# Exploration

Let's explore the interactions of all attributes and target variable to help discover drivers of our target variable. 

In [None]:
#standard ds imports
import pandas as pd
import numpy as np

#viz and stats
import matplotlib.pyplot as plt
import seaborn as sns
from scipy.stats import pearsonr, spearmanr


## Acquire and Prepare Data

We're going to acquire the student grade data like we saw in the prior lesson.

In [None]:
# Use our wrangle function to acquire and prepare our data.


In [None]:
#look at your data!


In [None]:
# verify student_id is unique


#### target variable?
- final grade!
- continious aka regression problem

#### other variables of value?
- exam1, exam2, exam3
- all continious

In [None]:
plt.figure(figsize=(16, 3))

# List of columns
cols = ['exam1', 'exam2', 'exam3', 'final_grade']
for i, col in enumerate(cols):
    # i starts at 0, but plot nos should start at 1
    subplot_num = i+1
    # Create subplot.
    plt.subplot(1,4,subplot_num)
    # Title with column name.
    plt.title(col)
    # Display histogram for column.
    df[col].hist(bins=5)
    # Hide gridlines.
    plt.grid(False)

### What must we do before exploring relationships? 

In [None]:
#train, validate, test split


## Explore

### Why Explore?
 - What is the purpose of this pipeline stage?

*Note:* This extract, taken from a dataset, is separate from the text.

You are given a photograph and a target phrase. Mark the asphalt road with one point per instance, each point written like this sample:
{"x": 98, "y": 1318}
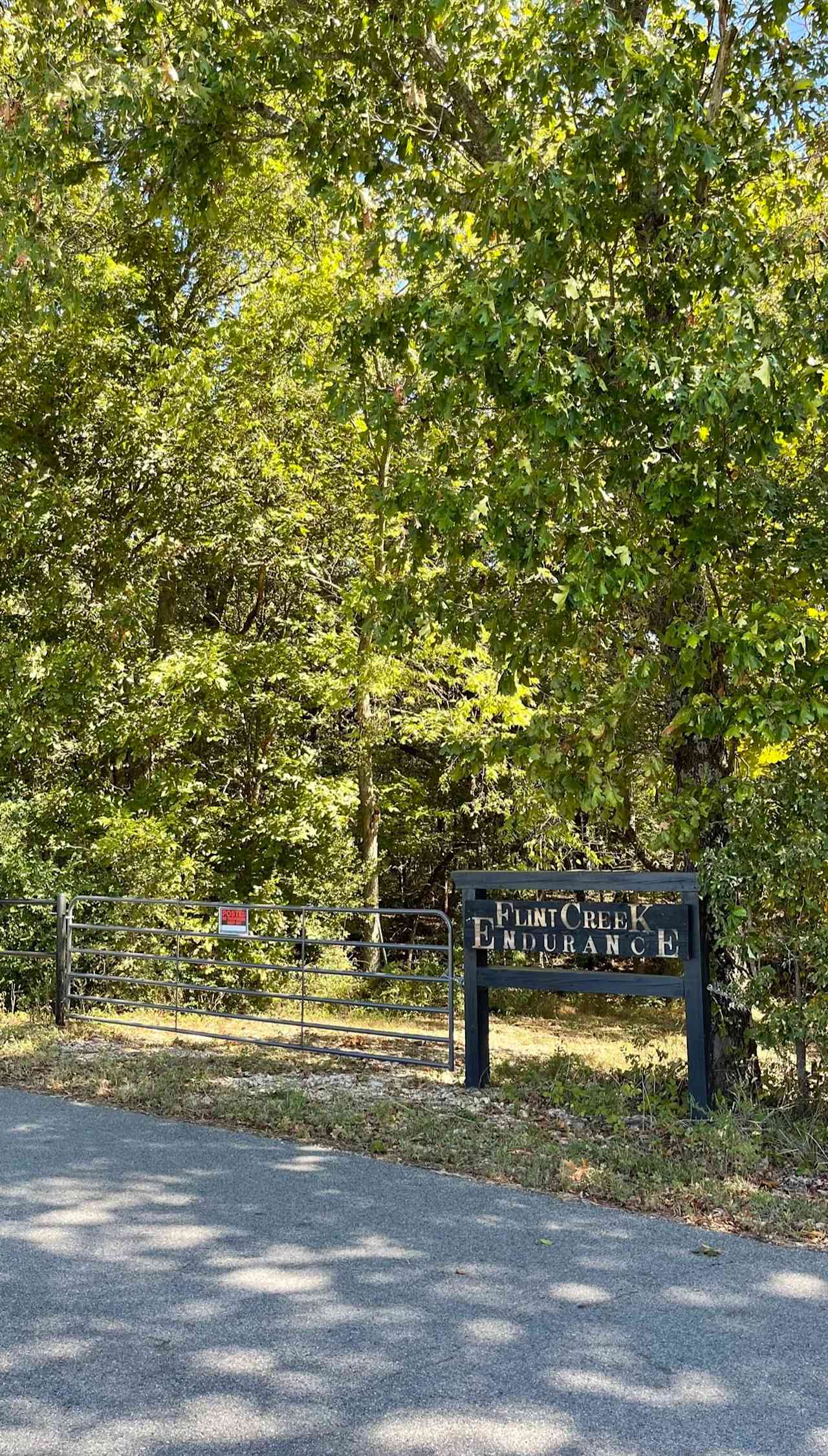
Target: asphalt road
{"x": 169, "y": 1289}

### Main Stages in Exploration
- Hypothesize
- Visualize
    - Plot out the distributions of each feature 
     - Why?
    - Plot out the interaction of two or more variables?
     - Why?
    - Plot out how subgroups compare to each-other and to the overall population?
     - Why?
    - Document takeaways
     - Why?
    - Identify features that correlate with each other
     - Why?

- Test Hypotheses

### Types of Visualizations

- **Univariate Distributions**
    
    - Continuous variable distributions
        - histogram
        - boxplot
        - displot
    - Discrete variable distributions
        - countplot


- **Bi- and multi-variate relationships** 

    - Continuous with Continuous
        - scatter
        - line
        - pairplot
        - heatmap
        - relplot
    - Discrete with Continuous
        - violin
        - catplot
        - sunburst
        - boxplot
        - swarmplot
        - striplot
        
    - Discrete with Discrete
        - heatmap

___

## Explore our exam dataset
### Goal

> I'm a university professor hoping I can build a prediction model that will be able to use these exams to predict the final grade within 5 points average per student.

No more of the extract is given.